TEMPO.CO, Jakarta - Narapidana kasus terorisme, Abu Bakar Baasyir, menolak mengajukan grasi kepada Presiden Joko Widodo. "Ustad tidak mau. Itu yang disampaikan pada kami," kata pengacara Ba'asyir, Guntur Fattahillah, di Rumah Sakit Cipto Mangunkusumo, Jakarta, Kamis, 1 Maret 2018.
Guntur menuturkan kliennya baru mendengar informasi tentang grasi yang diwacanakan sejumlah tokoh agama hari ini. Namun, kata Guntur, pria 80 tahun itu enggan mengajukan. Sebab, Ba'asyir yakin tak bersalah atas kasus yang dituduhkan kepadanya.
Baca: Pemerintah Wacanakan Abu Bakar Baasyir Jadi Tahanan Rumah
Jika mengajukan grasi, sama saja ia mengakui dirinya bersalah. "Karena beliau hanya menjalankan syariat Islam, dan menerangkan tentang agama Islam itu sendiri. Jadi bila saja dia mau menyampaikan grasi, berarti minta maaf," kata Guntur.
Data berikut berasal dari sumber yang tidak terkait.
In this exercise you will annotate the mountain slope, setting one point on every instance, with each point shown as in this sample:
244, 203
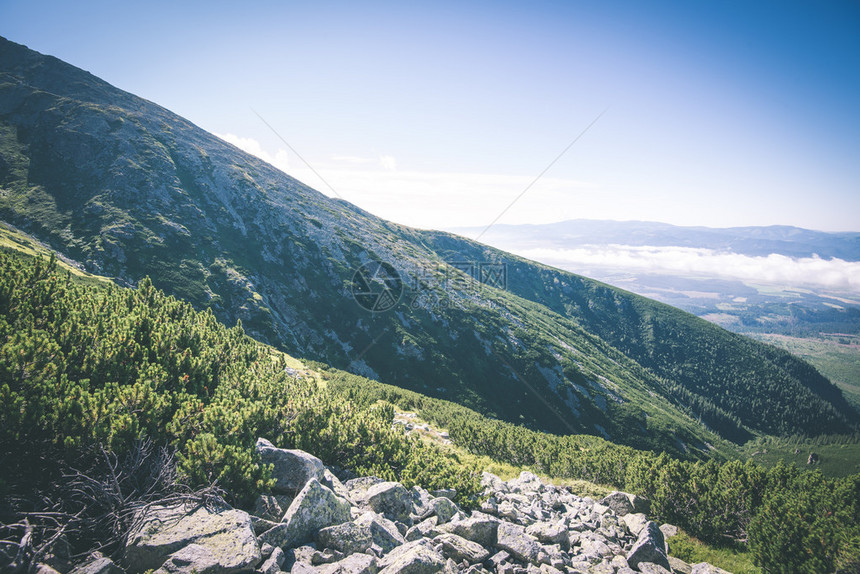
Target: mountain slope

Guntur juga mengatakan bahwa Ba'asyir meminta setiap pihak untuk tidak menjadikan dia sebagai komoditas politik soal wacana grasi tersebut. "Ustad menyampaikan, tolong jangan dipolitisirlah, jangan dijadikan komoditas politik di tahun-tahun politik ini."
Simak: Abu Bakar Baasyir: Saya bukan Amir Jamaah Islamiyah
Usulan agar Ba'asyir diberikan grasi datang dari Ketua Majelis Ulama Indonesia Ma'ruf Amin. Ma'ruf mengusulkan kepada Jokowi agar memberikan grasi pada narapidana kasus terorisme tersebut. "Kalau bisa dikasih grasi. Ya itu terserah Presiden," kata Ma'ruf Amin di komplek Istana Negara, Jakarta, Rabu, 28 Februari 2018.
Ba'asyir telah menjalani hukuman hampir 7 tahun sejak 2011. Awalnya ia dihukum di Nusakambangan, Jawa Tengah. Namun karena kondisi kesehatan yang menurun, ia dipindahkankan ke Gunung Sindur, Bogor.